Buvard bavard...
Pour
mon centième post, j'ai choisi un texte que j'ai décidé d'illustrer
avec un travail photographique en cours placé sous le thème de la
"Dé-figuration Libre". Il repose sur une technique mixte qui se fonde
sur l'usage exclusif du buvard, des empreintes inversées d'écritures avec des encres fort
sympathiques, avec l'ombre et la lumière...et quelques secrets
d'alchimie...
"Aujourd’hui, les encres ne vont pas bien. L’ordinateur et la
postmodernité les ont frappées. Les écrivains ne feront plus, dans l’avenir,
ces manuscrits mille fois raturés qui nous permettaient de voir le tremblement
de la main de Proust, les dédales de sa cervelle, ses redites, ses bêtises, ses
appoggiatures et ses repentirs.
Dans leur déroute, les encres ont entraîné avec elles un autre
partenaire, le buvard. La mort de celui-ci n’a pas été saluée. C’est sans bruit
que les belles feuilles poreuses, roses ou bleues, sur lesquelles furent
calligraphiées toutes les minutes et tous les verbatims de nos civilisations
modernes, ont rejoint leurs limbes. J’ai toujours été étonné que l’on ne trouve
pas, dans nos villes, des boutiques spécialisées dans le buvard usagé comme il
existe des librairies d’incunables, d’in-folio et d’éditions originales.
Je songe au buvard de Balzac ou de Rimbaud, à celui avec lequel
Stendhal a séché ses phrases quand il écrivait Le Rouge et le Noir.
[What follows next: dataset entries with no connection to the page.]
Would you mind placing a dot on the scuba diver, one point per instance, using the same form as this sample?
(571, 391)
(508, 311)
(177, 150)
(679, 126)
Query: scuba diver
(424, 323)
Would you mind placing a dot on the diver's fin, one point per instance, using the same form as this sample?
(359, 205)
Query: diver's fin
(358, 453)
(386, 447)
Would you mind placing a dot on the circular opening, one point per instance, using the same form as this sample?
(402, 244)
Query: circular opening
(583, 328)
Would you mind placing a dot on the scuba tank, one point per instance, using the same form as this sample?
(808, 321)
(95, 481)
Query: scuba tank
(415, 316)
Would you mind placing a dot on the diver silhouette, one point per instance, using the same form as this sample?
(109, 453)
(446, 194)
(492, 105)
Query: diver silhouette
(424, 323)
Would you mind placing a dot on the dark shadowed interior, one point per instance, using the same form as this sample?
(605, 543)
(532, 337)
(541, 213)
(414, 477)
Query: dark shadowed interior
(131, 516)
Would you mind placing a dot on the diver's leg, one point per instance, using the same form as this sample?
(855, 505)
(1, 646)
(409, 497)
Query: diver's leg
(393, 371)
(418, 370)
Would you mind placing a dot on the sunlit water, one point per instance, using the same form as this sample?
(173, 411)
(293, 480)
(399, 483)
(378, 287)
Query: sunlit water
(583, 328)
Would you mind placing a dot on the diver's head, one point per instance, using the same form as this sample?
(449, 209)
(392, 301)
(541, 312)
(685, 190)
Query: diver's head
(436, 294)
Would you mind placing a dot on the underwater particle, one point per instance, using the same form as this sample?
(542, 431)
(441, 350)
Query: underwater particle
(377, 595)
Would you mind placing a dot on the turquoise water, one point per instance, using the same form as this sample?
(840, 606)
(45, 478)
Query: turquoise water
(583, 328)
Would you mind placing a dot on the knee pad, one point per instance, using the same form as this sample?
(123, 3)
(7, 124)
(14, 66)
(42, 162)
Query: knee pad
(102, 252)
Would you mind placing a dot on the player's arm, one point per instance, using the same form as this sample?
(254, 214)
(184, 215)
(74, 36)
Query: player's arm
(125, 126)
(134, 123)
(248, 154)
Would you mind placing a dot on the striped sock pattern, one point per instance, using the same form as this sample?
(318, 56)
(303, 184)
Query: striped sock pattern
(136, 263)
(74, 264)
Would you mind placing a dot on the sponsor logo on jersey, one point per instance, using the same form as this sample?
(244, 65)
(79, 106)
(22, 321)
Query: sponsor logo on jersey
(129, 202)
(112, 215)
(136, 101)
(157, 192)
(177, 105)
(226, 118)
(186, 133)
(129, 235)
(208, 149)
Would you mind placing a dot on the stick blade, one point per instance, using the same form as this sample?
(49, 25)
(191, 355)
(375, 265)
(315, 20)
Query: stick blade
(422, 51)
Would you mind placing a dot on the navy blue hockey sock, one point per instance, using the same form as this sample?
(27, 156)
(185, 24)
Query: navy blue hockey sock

On en
pourrait exhumer les pensées inaccomplies de Julien Sorel, les pâmoisons de
Madame de Rénal ou les jouissances de Mathilde de la Mole , avec deux avantages
appréciables : d’une part, le texte recueilli par le buvard n’est qu’un
lambeau, une ombre et une ruine. Il est beau comme une absence. Pas une phrase
n’est achevée et les mots sont des loques. Au surplus, les différentes pages
d’un même chapitre, peut-être même d’un même livre, ont mélangé toutes leurs
empreintes. Le buvard nous offre les vestiges inextricables d’un livre qui
n’exista jamais, d’un roman fantôme que Balzac ou Hugo ont à peine rêvé. Et pour porter au comble leur
beauté, les lettres y sont écrites à l’envers. Nous ne pouvons les déchiffrer
que dans les miroirs de la mort."
Gilles Lapouge, L’encre du voyageur, Albin Michel, 2007, pages 11-13.